Content - 171b5af98aac1eacd6cd471d564c44a7f51c47bd - 13eced3/README.md

visit type:
Tip revision: 5ecb868fbba52ee218052d95d9b041c635d30fd8 authored by Thomas Demeester on 31 October 2018, 09:28:13 UTC
Update README.md
Tip revision: 5ecb868
README.md
# Predefined Sparseness in Recurrent Sequence Models

This repository contains code to run the exeriments presented in our paper [Predefined Sparseness in Recurrent Sequence Models](https://arxiv.org/abs/1808.08720),
presented at CoNLL 2018.
The package `sparse_seq` contains the implementation of predefined sparse LSTM's and embedding layers, as described in that paper.
- **rnn.py**: contains *SparseLSTM*, a pytorch module that allows composing a sparse single-layer LSTM based on elementary dense LSTM's,
for a given parameter density, or given fractions in terms of input and hidden representation size
For example, with `reduce_in=0.5` and `reduce_out=0.5`, the sparse LSTM would have the same number of trainable parameters as a
dense LSTM with half the number of input and output dimensions.
Next step would be rewriting SparseLSTM for running in parallel on multiple devices,
to gain in speed and memory capacity compared to the dense LSTM.
- **embedding.py**: contains *SparseEmbedding*, a pytorch module that composes a sparse embedding layer by building the total embedding matrix
as a composition of a user-specified number individual trainable embedding blocks with smaller dimensions.
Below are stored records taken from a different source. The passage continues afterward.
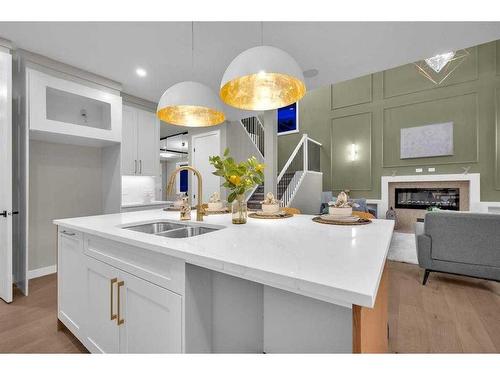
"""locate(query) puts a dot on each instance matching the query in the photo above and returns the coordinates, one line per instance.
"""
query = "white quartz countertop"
(337, 264)
(143, 204)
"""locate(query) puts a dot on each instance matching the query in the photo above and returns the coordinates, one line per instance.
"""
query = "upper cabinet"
(61, 110)
(140, 142)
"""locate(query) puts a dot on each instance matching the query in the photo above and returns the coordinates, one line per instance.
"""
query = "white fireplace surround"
(475, 204)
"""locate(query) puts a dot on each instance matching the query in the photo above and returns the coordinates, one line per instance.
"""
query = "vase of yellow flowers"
(238, 179)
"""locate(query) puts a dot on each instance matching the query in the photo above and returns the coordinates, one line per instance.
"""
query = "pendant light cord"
(261, 33)
(192, 50)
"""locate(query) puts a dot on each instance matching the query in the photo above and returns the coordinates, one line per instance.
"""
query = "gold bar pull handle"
(113, 316)
(120, 321)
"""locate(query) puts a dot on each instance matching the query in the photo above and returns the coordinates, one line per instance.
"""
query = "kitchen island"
(272, 286)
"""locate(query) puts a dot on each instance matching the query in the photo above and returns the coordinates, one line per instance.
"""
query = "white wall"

As shown in the paper, this only behaves as intended,
if the vocabulary is sorted from least to most frequent terms.
Both embedding regularization mechanisms described in Merity's paper [Regularizing and Optimizing LSTM Language Models](https://arxiv.org/pdf/1708.02182.pdf)
are included in the code.

The folders `language_modeling` and `sequence_labeling` contain the code for the language modeling and part-of-speech tagging experiments
described in our paper.
The code was developed on Python 3.6.4, with pytorch 0.4.0 (CUDA V8.0, CuDNN 6.0) and all experiments were run on a GeForce GTX 1080 core.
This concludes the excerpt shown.